L'interdiction des rétrocessions, qui consistent en des ventes croisées entre distributeurs d'un même réseau, est par nature restrictive de concurrence car elle limite la concurrence au sein de la marque, contrecarrant par là même l'objectif de réalisation du marché intérieur. Si la distribution exclusive n'est pas combinée à la distribution sélective, l'interdiction des rétrocessions enfreint le principe de liberté des ventes des distributeurs. Lorsque le système de distribution est à la fois exclusif et sélectif, elle est contraire au principe de liberté des rétrocessions entre membres du réseau inhérente à la distribution sélective. Le règlement 2022/720, qualifie l'interdiction des rétrocessions entre distributeurs sélectifs de restriction caractérisée (art. 4, pt c), ii)).

Lorsque ni la part de marché du fournisseur ni celle de l'acheteur n'excède 30 %, l'accord de distribution est exempté, même s'il est assorti d'autres restrictions verticales non caractérisées, comme une obligation de non-concurrence limitée à cinq ans. L'exemption est exclue en cas de clauses noires, telles que l'imposition d'un prix minimum de vente ou de restrictions territoriales ou de clientèle. Le bénéfice de l'exemption par catégorie est, enfin, soumis à certaines conditions destinées à garantir l'accès au marché ou prévenir la collusion, listées à l'article 5 du règlement. L'obligation de non-concurrence postcontractuelle doit, pour être valable, être limitée à une durée d’un an à compter de l'expiration de l'accord et aux locaux et terrains à partir desquels l'acheteur a opéré pendant la durée du contrat, concerner des biens et services en concurrence avec les biens et services contractuels, et être indispensable à la protection du savoir-faire. L'obligation de non-concurrence contractuelle, qui, insérée au sein du contrat de distribution exclusive, prend souvent la forme d'une obligation d'approvisionnement exclusif, ne peut excéder cinq années ou être à durée indéterminée si elle porte sur 80 % (Règl. 2022/720, art. 1er, f))) des achats du distributeur auprès du fournisseur ou d'une entreprise agréée (Règl. 2022/720, art. 5, para. 1., a)). La durée peut être supérieure si les biens ou services sont revendus par l'acheteur à partir de locaux et terrains qui sont la propriété du fournisseur (art. 5, para. 2.).

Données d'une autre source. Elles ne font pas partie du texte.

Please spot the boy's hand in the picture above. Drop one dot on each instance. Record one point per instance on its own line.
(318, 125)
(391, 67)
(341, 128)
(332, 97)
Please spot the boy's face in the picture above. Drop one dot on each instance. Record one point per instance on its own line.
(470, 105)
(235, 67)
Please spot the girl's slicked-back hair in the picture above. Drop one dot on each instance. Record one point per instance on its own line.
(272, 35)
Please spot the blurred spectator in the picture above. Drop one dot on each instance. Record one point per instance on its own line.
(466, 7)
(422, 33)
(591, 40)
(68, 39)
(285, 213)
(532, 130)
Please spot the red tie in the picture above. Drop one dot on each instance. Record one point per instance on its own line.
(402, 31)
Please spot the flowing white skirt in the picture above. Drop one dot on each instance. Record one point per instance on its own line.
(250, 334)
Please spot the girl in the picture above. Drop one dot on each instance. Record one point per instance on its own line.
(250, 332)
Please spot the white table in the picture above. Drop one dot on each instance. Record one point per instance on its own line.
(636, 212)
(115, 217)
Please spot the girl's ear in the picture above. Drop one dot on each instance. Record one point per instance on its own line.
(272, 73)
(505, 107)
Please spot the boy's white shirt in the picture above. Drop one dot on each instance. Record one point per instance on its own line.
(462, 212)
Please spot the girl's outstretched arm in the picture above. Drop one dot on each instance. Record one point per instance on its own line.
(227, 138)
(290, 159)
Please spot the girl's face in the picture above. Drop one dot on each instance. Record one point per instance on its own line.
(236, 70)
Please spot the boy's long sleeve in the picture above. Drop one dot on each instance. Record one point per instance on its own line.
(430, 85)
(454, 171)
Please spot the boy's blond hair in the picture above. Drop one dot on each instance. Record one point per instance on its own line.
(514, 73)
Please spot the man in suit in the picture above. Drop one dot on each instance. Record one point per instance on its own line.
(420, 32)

L'accord qui tombe sous le coup de l'article 101 TFUE, paragraphe 1, et qui ne bénéficie pas d'une exemption par catégorie, peut toujours être individuellement exempté sur le fondement de l'article 101 TFUE, paragraphe 3. S'il appartient à la Commission d'établir l'effet sensible de l'accord, il revient aux entreprises, une fois cet effet établi, de démontrer l'existence de gains d'efficacité susceptibles de satisfaire aux conditions posées à l'article 101 TFUE, paragraphe 3. La Commission tient compte, pour évaluer les gains d'efficacité apportés par un accord de distribution exclusive, des investissements réalisés pour protéger ou bâtir l'image de marque, de la diminution des coûts de logistique générés par les économies d'échelle relatives au transport et à la distribution, et de l'effet de l'affaiblissement de la concurrence intramarque sur la concurrence intermarques. La position détenue sur le marché par le fournisseur et ses concurrents est à cet égard particulièrement importante. Si les concurrents sont forts, l'affaiblissement de la concurrence intramarque sera compensé par la concurrence intermarques. En revanche, si les concurrents détiennent des parts de marché similaires et sont en faible nombre sur le marché, un risque de collusion existe. Las clauses susceptibles d'être qualifiées de restrictions caractérisées ont peu de chance d'être exemptées.